The rather oddly-smiling bison was found by members of the Yukagir tribe from North Siberia, and it actually happened way back in 2011. According to Fox News, the remains of the steppe bison (Bison priscus) were transported to the Yakutian Academy of Sciences in Siberia, and an autopsy is planned for the animal.

“Normally, what you find with the mummies of megafauna in North America or Siberia is partial carcasses. They’re partly eaten or destroyed because they’re lying in the permafrost for tens of thousands of years,” Olga Potapova, the collections curator and manager at the Mammoth Site of Hot Springs in South Dakota, told Live Science. “But the mummy was preserved so well that it [earned] a record for the level of its preservation.”

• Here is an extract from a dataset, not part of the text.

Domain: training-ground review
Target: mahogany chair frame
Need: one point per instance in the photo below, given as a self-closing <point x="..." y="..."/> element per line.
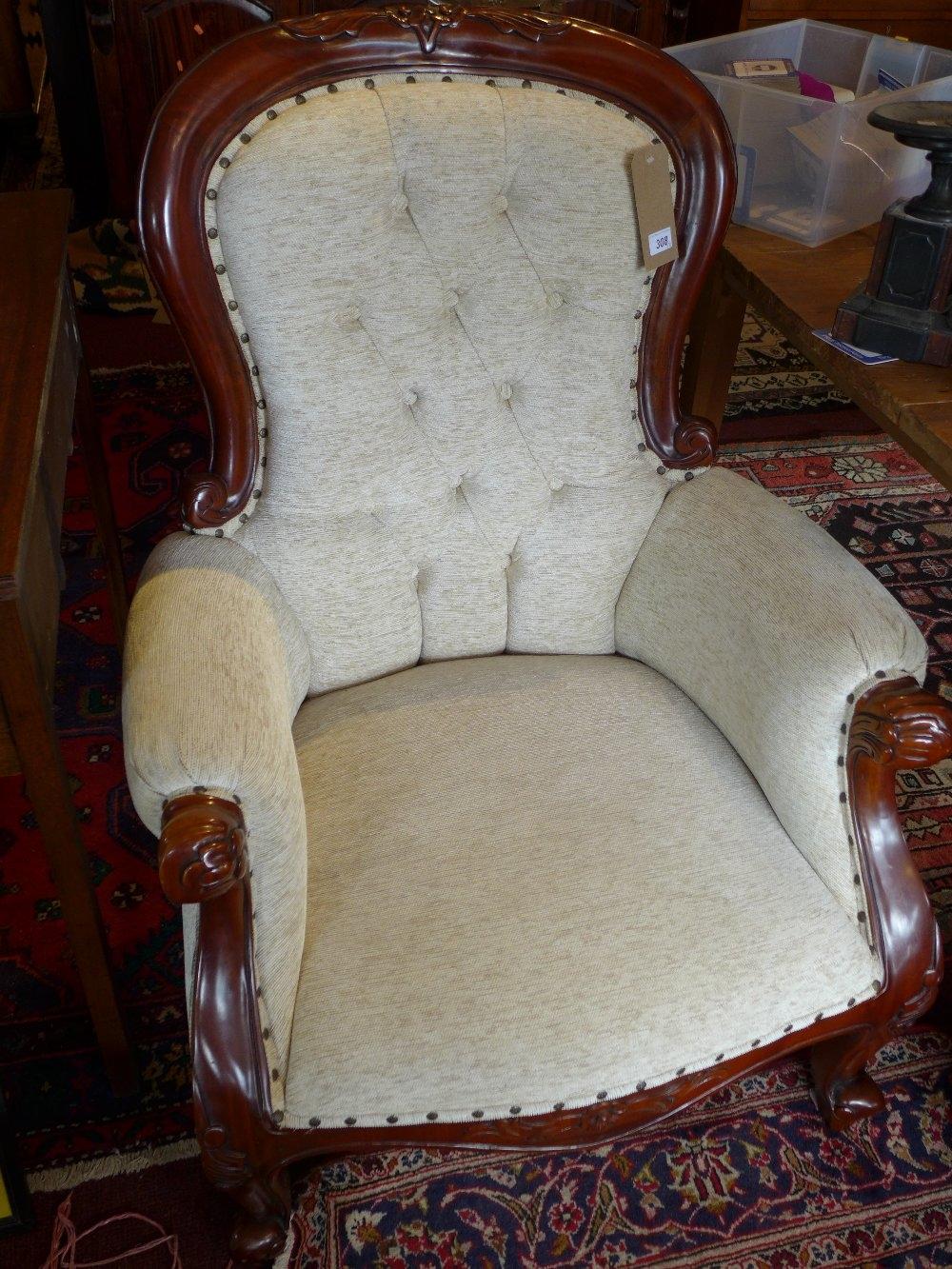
<point x="895" y="724"/>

As stated by NBC News, the steppe bison is actually an extinct ancestor of today’s modern bison that can be found in northern Europe and North America.

The bison mummy found in Siberia actually is one of the most well-preserved that has ever been found. The cold temperatures of the region allowed for the internal organs of the creature to be kept almost entirely intact and perfectly recognizable.

Scientists and historians believe the found Yukagir bison died at the young age of just about 4-years-old. Signs show that it most likely died of starvation and that is not uncommon for some animals in Siberia.

The bison’s brain, which was also extremely well-preserved, has been removed from the animal and will be studied further. All of the other organs have also been removed so that studies of the tissues can be conducted and data can be collected to compare it to the bison species of today.

Believe it or not, researchers are also interested in the ancient parasites that once infested the mammal and others in the plains of Siberia. The reasoning behind this is that the DNA of the bison was not preserved, but the parasites that once fed on it would be able to provide those missing pieces of information.

“Anatomy, physiology, genetics these give us very good information to construct the bison’s habitat, behavior and style of life. If we get all this information, we’ll be able to pin down the real reasons for the extinction of the species,” Potapova said.